Step-by-step explanation:

Answer 2

Given :-

• Perimeter of triangle = 300m

• Sides of a triangle are in the ratio of 3 : 5 : 7

To find :-

• The area of triangle = ?

Solution :-

Let the sides of triangle are in the ratio be 3x , 5x and 7x.

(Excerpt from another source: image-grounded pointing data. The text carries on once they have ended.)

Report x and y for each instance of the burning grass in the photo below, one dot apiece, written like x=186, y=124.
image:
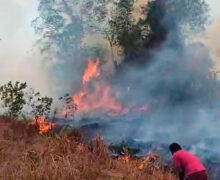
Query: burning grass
x=24, y=154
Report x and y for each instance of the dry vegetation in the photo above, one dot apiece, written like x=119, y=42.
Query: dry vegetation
x=26, y=155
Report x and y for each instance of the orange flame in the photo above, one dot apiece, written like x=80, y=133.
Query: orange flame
x=97, y=96
x=91, y=71
x=43, y=125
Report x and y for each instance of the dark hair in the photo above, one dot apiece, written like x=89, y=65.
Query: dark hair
x=174, y=147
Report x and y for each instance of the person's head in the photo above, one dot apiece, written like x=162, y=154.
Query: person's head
x=174, y=147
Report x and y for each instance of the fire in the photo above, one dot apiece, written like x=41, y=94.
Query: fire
x=92, y=71
x=43, y=125
x=98, y=97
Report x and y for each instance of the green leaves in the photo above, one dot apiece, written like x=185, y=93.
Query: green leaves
x=17, y=97
x=12, y=96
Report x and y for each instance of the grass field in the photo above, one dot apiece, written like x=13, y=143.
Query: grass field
x=24, y=154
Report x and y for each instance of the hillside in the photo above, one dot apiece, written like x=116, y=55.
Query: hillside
x=24, y=154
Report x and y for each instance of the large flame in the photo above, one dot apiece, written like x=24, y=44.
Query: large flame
x=98, y=97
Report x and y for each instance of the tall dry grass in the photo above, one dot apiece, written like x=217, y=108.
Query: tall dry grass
x=24, y=155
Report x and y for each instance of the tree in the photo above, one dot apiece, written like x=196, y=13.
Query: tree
x=18, y=99
x=68, y=105
x=12, y=96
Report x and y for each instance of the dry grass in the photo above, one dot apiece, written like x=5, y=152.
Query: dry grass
x=26, y=155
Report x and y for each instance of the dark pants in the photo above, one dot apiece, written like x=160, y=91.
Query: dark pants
x=202, y=175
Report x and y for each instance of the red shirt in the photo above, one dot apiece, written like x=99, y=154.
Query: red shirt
x=187, y=161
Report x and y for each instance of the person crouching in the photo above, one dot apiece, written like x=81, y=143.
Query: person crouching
x=187, y=165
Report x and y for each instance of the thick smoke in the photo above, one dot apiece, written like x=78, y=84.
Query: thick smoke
x=173, y=77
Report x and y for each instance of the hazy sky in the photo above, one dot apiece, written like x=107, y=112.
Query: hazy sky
x=17, y=61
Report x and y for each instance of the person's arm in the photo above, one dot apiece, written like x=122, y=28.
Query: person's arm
x=178, y=168
x=181, y=174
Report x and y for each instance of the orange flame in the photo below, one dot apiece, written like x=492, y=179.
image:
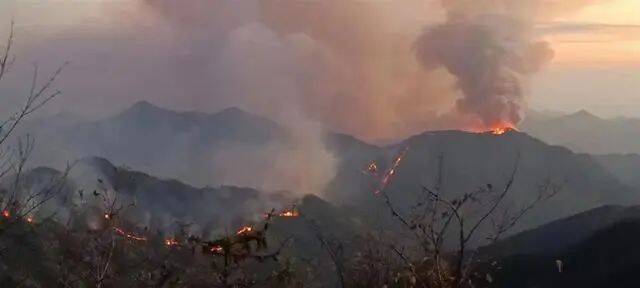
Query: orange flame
x=216, y=249
x=289, y=213
x=388, y=176
x=127, y=235
x=244, y=230
x=171, y=242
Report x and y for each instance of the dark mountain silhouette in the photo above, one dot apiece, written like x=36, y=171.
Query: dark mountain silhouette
x=626, y=167
x=181, y=144
x=561, y=234
x=154, y=202
x=472, y=160
x=603, y=253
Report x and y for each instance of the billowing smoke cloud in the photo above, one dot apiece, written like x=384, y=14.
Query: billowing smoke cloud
x=490, y=49
x=490, y=55
x=346, y=66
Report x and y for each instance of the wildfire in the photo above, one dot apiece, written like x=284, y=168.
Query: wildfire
x=127, y=235
x=244, y=230
x=388, y=176
x=171, y=242
x=372, y=169
x=216, y=249
x=501, y=130
x=289, y=213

Perimeter of triangle = 300

⤇ a + b + c = 300

⤇ 3x + 5x + 7x = 300

⤇ 15x = 300

⤇ x = $\rm\cancel\dfrac{300}{15}$

⤇ x= 20

Now, we have

• First side of triangle (a) = 3x = 3 × 20 = 60m

• Second side of triangle (b) = 5x = 5 × 20 = 100m

• Third side of triangle (c) = 7x = 7 × 20 = 140m

Then,

$\rm\:s=\dfrac{a+b+c}{2}$

$\rm\longrightarrow\:s=\dfrac{60+100+140}{2}$

$\rm\longrightarrow\:s=\cancel\dfrac{300}{2}$

$\rm\longrightarrow\:s=150\:m$

Now,

By using Heron's formula,

$\rm\:Area\:of\:triangle=\sqrt{s(s-a)(s-b)(s-c)}$

$\rm\:Area\:of\:triangle=\sqrt{150(150-60)(150-100)(150-140)}$

$\rm\:Area\:of\:triangle=\sqrt{150\times\:90\times\:50\times\:10}$

$\rm\:Area\:of\:triangle=2\times{3}\times{5}\times{5}\times{5}\times{2}\sqrt{3}$

$\rm\:Area\:of\:triangle=1500\sqrt{3}\:{m}^{2}$

Hence,the area of triangle will be 1500√3 m².